Siempre pensé que el tipo mentía. Alguien tan perezoso no puede estar tan acorde a sus planes, es decir, no puede marchar junto a ellos. Por hoy me quedo en casa y tal vez debería trabajar, pero perdí la oportunidad de emplearme. No podré salir hoy a ningún sitio.
Alguien ha traído un perro que me despertó con sus aullidos a las ocho de la mañana. Es un cachorro. El verano pasado había un perro que al parecer se quedó solo en enero y lloraba todo el día, eso sí esto pasó en una de las casas de atrás. Yo me sentía en correspondencia con él por lo malo que es el verano. Los únicos buenos eran los veranos en Pichidangui con tanto viento y la salida de baño a rayas. La casa, junto con los dineros y la familia que jamás volvimos a tener. Nos fuimos desmembrando y ahora somos unos pocos por aquí, otros pocos por allá y otros pocos más allá. En las fotos de año nuevo cada vez somos menos y este último verano, el del perro que lloraba, ni siquiera salimos juntos.
Cuando iba al baño escuchaba al perro llorar y me sentía triste yo también. Porque había un perro solo encerrado en un patio chico y porque el verano tampoco es época amable.
Hace cuatro veranos tenía un cabello muy largo. Me gustaba eso y a él también. Estábamos no tan lejos pero un poco aislados. Habían pasado unos días y quise lavármelo. La señora me dio un lavatorio rojo y shampoo de manzanilla, cuyo aroma me gustaba. Salí al patio donde el viento meneaba esos árboles sonajeros que de noche me daban escalofríos. Me puse a un costado de la casa, debajo de la terraza, había viento, sonaban los árboles y pensé que para cuando terminara de lavarme el pelo tendría frío.
Me dio frío. Enjuagándome me mojé la polera y la espalda. Me quedé de pie cuando acabé dejando que el viento me ayudara a secarme. Ese momento fue muy agradable. Entré a cambiarme la polera y me abrigué un poco más. Salí a la terraza a colgar la toalla y me quedé esperándolo. Apareció y me dijo vamos. Yo debo reconocer que no quería ir, me incomodaban las personas a las que iríamos a ver, sin embargo, asentí y salimos. Bajábamos por la colinita que aunque baja era empinada y de pronto le dije que no quería ir. No respondió y seguimos caminando. Llegábamos al pueblo y le dije de nuevo que no quería ir. No dijo nada. En el puente lo repetí. Me dijo puedes quedarte aquí. Se marchó y yo me quedé ahí. No me gustó ese verano.

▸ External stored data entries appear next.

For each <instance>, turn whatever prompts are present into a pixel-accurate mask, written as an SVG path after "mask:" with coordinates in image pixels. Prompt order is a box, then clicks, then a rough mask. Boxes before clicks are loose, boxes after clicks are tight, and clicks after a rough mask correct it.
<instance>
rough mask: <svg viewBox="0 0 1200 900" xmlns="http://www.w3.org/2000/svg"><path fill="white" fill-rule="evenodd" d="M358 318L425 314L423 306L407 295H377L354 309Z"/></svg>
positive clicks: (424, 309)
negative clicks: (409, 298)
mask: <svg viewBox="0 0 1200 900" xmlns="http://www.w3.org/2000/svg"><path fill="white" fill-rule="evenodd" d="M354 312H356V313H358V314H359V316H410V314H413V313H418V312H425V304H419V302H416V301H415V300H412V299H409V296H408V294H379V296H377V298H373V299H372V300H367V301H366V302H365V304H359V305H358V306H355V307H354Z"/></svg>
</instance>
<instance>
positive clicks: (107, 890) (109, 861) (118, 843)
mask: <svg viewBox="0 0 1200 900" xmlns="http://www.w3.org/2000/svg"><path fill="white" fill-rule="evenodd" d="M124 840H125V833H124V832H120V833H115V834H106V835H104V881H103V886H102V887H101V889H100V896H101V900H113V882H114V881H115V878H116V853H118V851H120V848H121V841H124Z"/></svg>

No me gustó porque a la semana subsiguiente estábamos en Algarrobo y él parecía que no estaba ahí. A él no le gustó. Con mi hermano en cambio sabíamos qué hacer pero a él no lo satisfacían las actividades. Yo nunca le dije que se fuera, no en el verano. Después sí le dije, aquí en Santiago, y no quiso, pero se tuvo que ir igual. En el recuento hago casi como si no hubiera ido conmigo. No, no fue conmigo, no pienso. A Pichidangui el año anterior sí fue, pero llegó solo, después. Ahí eran otros tiempos que no alcanzo a estropear, no deseo hacerlo. Un perrito me despertó esta mañana, pero el verano no ha comenzado. No sé, no sé. Que no dejen al perro de la casa de atrás solo otra vez porque lo pasó muy mal. No sé si lo digo también por mí, porque lo que recapitulé no es sobre eso sino justamente de lo contrario y tampoco es como que haya estado bueno no estar sola un rato en los veranos. No sé, no sé, el verano a mí me deja en entredicho.